Akupun membuka mata, saat itu aku sadar, aku berada di rumah sakit. Terdengar jelas alat deteksi detak jantung, berbunyi di samping kananku.
"Ibu, ayah. Kenapa ada disini?" Tanyaku.
"Bagaimana ibu tidak khawatir, mengetahui anak ibu kecelakaan 3 hari lalu." Ucap ibu sambil menangis.
"Al, kita pulang saja mau?" Tanya ayah.
"Tuh kan, Alenna kan baru beberapa hari yah, tenang saja, jagoan ayah ini tidak kenapa-kenapa." Ucapku meyakinkan mereka.
"Iya, yaudah sekarang kamu harus segera sembuh ya nak." Ucap ibu.
"Iya bu, ibu jangan khawatir ya." Ucapku.
"Ale mau makan apa?" Tanya ayah.
"Ngga mau apa-apa yah, Ale cuma ingin tau, gimana keadaan anak yang kecelakaan sama Ale." Ucapku.
"Alhamdulillah, anak remaja itu baik-baik saja, dia masih di rawat, namun ada sebanarnya stau orang lagi yang terlibat kecelakaan tersebut."Ucap ayah.
"Iya, Ale sempat lihat, tapi Ale tidak tahu dia siapa." Ucapku.

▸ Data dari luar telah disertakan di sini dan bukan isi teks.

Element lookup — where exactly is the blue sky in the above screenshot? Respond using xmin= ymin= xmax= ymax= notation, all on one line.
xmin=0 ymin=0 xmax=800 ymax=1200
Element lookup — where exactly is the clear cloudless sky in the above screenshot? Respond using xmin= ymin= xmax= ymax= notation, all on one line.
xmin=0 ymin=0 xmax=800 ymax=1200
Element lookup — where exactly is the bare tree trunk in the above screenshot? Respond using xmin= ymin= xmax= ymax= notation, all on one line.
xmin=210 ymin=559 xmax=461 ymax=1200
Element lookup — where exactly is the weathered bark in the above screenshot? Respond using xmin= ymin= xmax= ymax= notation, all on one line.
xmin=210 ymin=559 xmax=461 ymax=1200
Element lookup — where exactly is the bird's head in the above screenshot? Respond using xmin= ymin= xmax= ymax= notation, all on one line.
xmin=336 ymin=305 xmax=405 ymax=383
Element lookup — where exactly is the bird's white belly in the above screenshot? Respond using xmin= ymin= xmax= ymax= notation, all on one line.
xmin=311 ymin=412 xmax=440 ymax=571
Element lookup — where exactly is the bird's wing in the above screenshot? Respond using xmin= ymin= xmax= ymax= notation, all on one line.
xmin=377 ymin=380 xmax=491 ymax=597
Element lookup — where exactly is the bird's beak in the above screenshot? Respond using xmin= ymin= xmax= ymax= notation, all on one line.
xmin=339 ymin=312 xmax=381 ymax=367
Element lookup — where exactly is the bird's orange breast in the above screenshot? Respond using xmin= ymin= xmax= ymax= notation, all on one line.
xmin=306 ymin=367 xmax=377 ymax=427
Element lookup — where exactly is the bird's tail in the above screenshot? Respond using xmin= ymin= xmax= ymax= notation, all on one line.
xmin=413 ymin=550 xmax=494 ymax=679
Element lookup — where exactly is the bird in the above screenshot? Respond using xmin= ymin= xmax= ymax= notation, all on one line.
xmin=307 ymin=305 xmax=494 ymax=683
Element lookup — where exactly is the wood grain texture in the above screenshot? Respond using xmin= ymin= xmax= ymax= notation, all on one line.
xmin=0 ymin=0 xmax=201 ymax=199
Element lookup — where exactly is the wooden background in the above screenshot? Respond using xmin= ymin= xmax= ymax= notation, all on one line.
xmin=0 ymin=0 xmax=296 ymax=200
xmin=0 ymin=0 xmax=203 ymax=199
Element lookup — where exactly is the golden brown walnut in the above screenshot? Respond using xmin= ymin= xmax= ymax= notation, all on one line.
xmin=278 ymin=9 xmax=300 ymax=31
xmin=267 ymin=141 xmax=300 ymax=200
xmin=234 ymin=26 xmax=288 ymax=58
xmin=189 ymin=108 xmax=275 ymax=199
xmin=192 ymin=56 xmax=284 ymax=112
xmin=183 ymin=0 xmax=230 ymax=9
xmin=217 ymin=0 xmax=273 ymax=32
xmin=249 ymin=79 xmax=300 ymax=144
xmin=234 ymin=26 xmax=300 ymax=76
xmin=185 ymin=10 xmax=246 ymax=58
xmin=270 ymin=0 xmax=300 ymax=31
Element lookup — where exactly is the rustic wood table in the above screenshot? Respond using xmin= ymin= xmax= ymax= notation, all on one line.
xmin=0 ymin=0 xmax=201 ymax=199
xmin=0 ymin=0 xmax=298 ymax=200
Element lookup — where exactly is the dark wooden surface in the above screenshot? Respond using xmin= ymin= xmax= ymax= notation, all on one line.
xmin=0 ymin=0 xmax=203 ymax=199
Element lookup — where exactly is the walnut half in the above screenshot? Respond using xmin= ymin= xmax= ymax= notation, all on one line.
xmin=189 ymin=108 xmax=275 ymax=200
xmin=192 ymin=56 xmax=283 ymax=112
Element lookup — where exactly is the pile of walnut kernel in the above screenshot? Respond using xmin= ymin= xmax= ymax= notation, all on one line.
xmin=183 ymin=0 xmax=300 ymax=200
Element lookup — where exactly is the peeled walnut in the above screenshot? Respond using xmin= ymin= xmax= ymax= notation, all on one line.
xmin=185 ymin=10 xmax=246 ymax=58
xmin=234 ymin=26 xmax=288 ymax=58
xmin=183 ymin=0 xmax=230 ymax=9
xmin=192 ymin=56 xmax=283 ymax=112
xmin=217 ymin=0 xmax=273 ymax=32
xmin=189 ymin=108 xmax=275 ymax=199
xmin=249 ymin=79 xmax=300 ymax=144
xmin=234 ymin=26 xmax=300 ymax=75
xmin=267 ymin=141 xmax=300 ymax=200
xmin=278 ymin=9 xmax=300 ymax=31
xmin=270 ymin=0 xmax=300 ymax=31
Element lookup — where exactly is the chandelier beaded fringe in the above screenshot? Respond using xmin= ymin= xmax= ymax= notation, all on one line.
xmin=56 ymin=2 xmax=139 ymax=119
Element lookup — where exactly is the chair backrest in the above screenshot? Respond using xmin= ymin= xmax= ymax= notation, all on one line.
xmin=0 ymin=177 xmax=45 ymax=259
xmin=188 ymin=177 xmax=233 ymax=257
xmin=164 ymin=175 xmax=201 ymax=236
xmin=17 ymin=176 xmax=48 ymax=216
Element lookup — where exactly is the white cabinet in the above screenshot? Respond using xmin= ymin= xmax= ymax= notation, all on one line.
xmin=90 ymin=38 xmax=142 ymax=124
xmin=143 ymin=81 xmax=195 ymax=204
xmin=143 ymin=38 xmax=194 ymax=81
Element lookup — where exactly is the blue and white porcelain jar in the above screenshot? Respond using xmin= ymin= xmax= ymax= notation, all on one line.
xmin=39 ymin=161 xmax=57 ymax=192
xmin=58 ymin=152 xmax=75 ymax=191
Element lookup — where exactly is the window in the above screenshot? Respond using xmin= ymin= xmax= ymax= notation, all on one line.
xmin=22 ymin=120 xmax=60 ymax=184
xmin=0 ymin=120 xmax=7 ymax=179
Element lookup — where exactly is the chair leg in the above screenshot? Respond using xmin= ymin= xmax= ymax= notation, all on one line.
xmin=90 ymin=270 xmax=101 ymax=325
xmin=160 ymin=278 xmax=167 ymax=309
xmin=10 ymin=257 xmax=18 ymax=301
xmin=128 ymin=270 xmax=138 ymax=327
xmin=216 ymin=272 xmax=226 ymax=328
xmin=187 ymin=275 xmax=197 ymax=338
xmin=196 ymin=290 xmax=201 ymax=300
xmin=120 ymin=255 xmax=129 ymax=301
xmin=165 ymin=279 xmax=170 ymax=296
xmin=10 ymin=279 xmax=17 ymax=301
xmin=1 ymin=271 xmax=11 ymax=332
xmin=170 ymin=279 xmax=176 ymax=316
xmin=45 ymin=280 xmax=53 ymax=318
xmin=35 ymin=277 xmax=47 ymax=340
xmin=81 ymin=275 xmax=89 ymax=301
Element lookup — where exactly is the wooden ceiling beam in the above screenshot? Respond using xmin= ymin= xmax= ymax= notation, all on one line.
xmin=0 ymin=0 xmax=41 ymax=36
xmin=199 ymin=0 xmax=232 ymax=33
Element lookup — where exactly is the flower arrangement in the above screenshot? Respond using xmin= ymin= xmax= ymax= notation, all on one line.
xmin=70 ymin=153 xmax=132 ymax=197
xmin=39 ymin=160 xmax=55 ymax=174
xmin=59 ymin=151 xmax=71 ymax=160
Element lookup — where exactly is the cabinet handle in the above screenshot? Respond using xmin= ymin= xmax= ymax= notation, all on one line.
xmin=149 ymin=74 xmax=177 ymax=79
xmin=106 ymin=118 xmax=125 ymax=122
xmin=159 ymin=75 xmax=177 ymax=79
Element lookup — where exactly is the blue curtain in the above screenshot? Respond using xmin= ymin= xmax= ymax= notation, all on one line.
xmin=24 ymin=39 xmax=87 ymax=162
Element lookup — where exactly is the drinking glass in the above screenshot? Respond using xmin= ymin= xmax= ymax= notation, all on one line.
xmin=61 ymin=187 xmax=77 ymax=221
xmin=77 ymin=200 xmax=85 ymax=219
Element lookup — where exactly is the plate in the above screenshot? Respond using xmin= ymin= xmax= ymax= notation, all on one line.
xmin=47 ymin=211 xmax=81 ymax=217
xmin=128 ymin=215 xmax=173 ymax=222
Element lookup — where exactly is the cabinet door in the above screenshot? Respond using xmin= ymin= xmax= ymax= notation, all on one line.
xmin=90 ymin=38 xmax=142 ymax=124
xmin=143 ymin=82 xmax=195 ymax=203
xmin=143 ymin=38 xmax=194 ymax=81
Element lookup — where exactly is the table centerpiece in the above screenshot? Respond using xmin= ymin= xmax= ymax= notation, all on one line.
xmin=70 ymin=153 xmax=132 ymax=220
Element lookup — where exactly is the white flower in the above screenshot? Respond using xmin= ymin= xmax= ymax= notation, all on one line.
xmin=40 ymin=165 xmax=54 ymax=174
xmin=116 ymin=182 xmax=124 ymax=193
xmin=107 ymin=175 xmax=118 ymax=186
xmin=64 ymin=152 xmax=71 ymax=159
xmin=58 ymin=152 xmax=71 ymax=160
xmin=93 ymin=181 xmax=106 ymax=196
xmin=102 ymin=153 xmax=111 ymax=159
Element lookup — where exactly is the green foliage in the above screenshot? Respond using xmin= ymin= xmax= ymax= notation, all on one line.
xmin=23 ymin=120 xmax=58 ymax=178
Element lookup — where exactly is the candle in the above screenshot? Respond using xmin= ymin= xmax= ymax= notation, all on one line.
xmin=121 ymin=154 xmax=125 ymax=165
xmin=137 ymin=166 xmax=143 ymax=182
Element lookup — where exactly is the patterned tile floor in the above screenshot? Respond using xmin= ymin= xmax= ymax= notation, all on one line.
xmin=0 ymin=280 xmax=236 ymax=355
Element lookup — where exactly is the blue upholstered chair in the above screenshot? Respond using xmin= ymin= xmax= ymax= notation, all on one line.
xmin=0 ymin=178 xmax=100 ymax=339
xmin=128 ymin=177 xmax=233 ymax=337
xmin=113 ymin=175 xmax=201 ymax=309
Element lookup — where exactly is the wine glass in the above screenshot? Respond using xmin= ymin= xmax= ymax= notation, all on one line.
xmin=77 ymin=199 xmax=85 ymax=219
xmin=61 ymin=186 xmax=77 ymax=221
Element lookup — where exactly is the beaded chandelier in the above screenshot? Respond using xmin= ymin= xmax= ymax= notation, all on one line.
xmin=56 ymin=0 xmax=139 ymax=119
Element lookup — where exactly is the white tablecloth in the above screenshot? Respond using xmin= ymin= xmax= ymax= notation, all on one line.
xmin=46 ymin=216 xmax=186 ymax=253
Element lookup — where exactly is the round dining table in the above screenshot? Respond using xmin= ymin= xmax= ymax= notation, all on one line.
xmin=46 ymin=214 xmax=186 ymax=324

"Dia masih belum sadarkan diri nak, yang ayah tahu, dia itu emang model terkenal, pengusaha juga, makanya dia kecelakaan masuk berita di tv." Ucap ayah.
"Oh iya? Kasihan, fans dia disini bisa saja sedih melihat idolanya sakit." Ucapku.
"Iya, dari kemarin memang banyak yang mengirimkan bunga dan bingkisan, tapi dia itu model Indonesia nak, ayah juga belum bertemu, tapi jika dia sadar, ayah harus menemui dia." Ucap ayah.
"Model Indonesia?" Tanyaku.
"Iya nak, dia menyelamatkanmu, makanya ibu dan ayah ingin bertemu, cuma bisa berdoa saja, tapi tidak ada satupun keluarganya yang menjenguk kesini." Ucap ibu.
"Ibu tahu nama dia siapa?" tanya Ale.
"Tidak, ayah dan ibu tidak tahu, tapi mungkin kita bisa tanya ke dokter atau perawat nanti. ayah panggilkan dulu dokter ya, karena kamu sudah sadar." Ucap Ayah.
"Oh iya yah. Ale tunggu disini saja dengan ibu."
Ayah pun segera memanggil dokter. Dokter dan perawatpun datang segere memeriksa keadaanku, selesai periksa rasa penasaranku belum juga hilang. Aku bertanya pada dokter.
"Dok, bagaimana kabar orang yang menyelamatkan aku?" Tanyaku menggunakan bahasa Korea.
"Oh, dia masih belum sadarkan diri, padahal dia model, tapi tidak ada satupun yang datang kecuali teman-temannya." Jawab dokter tersebut menggunakan bahasa Korea.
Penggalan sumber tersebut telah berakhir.